Norwood Park - Memories

Columbus, Ohio

Barbara Ayres, via email:

Thanks so much for your efforts to preserve the memory, if not the vision, of Norwood. Sometimes I think I only dreamed it. Among us we must find photos of this wonderful place. My grandparents lived on Wilson Avenue just off Livingston. Gramps had a penny store, The Ayres Variety Store, immediately next door to Reeb's very fine restaurant. (The family archive contains no photos of the store, either, and we would treasure some.)

Anyway, my two younger sisters and I spent much of our youth with Grandma and Grampa and they frequently took us to Norwood. I remember a little train ride by a stream. The coaster I was never tall enough to get on. Endless rides on the carrousel with its wonderful music, the bumper cars, the bowling games for, mostly, grown-ups, those great get-the-ball-in-the-concentric-wooden-circle games. The cotton candy which was almost solely responsible for my adolescent girlish figure.

Most of all I remember clearly as any other image of my youth, riding the Ferris wheel with Grampa, up so high, twilight just beginning to twinkle all over the city, that deep, wonderful green of the trees about to disappear in the dark (I later recognized that same green in George Bellows' park pictures), and my ever-gentlemanly Grampa in his recreational three-piece-suit, rocking us ever so slightly at the very top of the wheel, at the very end of the day, when we were just that kind of perfect tired, relaxed, a little burn on our faces--feeling peaceful, loved, and placid.

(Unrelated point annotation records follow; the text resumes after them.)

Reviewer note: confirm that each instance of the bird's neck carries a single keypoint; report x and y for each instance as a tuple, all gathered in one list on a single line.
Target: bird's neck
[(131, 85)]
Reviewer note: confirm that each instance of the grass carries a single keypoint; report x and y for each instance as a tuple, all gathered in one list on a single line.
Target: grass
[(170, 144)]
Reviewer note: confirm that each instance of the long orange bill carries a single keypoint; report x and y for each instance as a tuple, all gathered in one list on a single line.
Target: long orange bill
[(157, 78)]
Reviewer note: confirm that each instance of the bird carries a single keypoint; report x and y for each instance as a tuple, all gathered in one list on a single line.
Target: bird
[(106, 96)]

Placid, that is, except for...the glamorous celluloid carnival kewpies-on-a-stick that Gramps would win for each of the three of us! Presented ceremoniously at the end of the day, we'd give them their first examination as he and Gram would guide us staggering back to his '49 seafoam green Packard with the curb feelers. The feeling of awestruck thrill we got from these delicate chorus girls-cum playmates is indescribable, it was so deep as to be organic! Each of us was rendered literally speechless as we examined this staggeringly beautiful artifact that might have come from the vaults of prehistory, for all we knew. It was such a fine piece of the sulptor's art. And so visually advanced for our ages!

Those dolls were bliss! We examined the minutest of minutia over and over again. They were little white girls with dimpled chins, eyes blue as cloudless skies, cheeks like strawberries and lips bee-stung and bright, as though they'd been in a box for about twenty years to preserve their fresh beauty--just to be ready for US. Their hair was so gold it shone like gold leaf. Daring, sort of Josephine Baker costumes of bright, colored feathers--and absolutely no sparing of the glitter! When we stayed awake long enough to give them back-stories, they were pretty purple. Chorus girls, usually. Ginger Rogers before the Code.

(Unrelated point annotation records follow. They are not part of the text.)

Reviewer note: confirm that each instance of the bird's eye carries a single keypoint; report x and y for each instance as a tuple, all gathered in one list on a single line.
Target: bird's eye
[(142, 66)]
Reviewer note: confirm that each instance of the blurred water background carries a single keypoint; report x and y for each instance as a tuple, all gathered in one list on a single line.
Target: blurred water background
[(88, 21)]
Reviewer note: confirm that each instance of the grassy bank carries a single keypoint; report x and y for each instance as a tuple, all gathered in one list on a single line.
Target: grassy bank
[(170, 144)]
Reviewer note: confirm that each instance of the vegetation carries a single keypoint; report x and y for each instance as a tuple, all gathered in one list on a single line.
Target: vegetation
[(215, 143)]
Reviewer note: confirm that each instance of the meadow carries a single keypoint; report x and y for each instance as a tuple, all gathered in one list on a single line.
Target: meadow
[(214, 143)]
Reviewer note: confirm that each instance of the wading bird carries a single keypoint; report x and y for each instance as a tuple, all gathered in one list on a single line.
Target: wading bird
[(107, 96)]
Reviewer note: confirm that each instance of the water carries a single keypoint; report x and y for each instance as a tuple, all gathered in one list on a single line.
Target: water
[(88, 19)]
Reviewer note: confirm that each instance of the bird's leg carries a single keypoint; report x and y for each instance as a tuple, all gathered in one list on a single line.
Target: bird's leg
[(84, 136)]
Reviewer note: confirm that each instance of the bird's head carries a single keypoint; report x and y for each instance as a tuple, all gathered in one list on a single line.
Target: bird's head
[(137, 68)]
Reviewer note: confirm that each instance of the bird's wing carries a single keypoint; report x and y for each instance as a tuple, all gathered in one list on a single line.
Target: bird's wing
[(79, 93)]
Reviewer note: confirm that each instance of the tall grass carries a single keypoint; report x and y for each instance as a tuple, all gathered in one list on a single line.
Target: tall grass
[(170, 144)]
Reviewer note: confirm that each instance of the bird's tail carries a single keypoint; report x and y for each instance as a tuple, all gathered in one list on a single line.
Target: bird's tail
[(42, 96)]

Tragically, none survived to our adulthood. In fact, they were lucky to survive their way back to 800 Wilson Avenue, since we had a tendency to fall asleep in the car. They were SO very fragile. And SO glamorous.

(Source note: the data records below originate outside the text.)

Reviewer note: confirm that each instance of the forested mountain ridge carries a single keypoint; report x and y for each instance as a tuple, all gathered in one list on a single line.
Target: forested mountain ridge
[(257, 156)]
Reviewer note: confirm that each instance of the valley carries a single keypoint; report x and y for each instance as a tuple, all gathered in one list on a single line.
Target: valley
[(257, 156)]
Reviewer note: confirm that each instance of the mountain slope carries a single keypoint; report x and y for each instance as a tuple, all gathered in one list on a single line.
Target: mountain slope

We all remember Norwood and its joys as enchanted, seen through a gossamer web.

If time, as I sometimes like to think, is composed of layer-upon layer of the thinnest, barely microscopic membrane, thinner by far than clumsy onionskin, having almost no matter, I can sometimes, just at twilight, forget this contemporary world of worry and peel back the membranes and know we're still there, innocence is still in my genes, still a part of my character, despite all. And I'm ever so grateful for it.

I'd give anything to be able to give just one of those nights to the generations behind me.

P.S. I'm looking for some of those carnival dolls, but one will simply not do. It's three or nothing.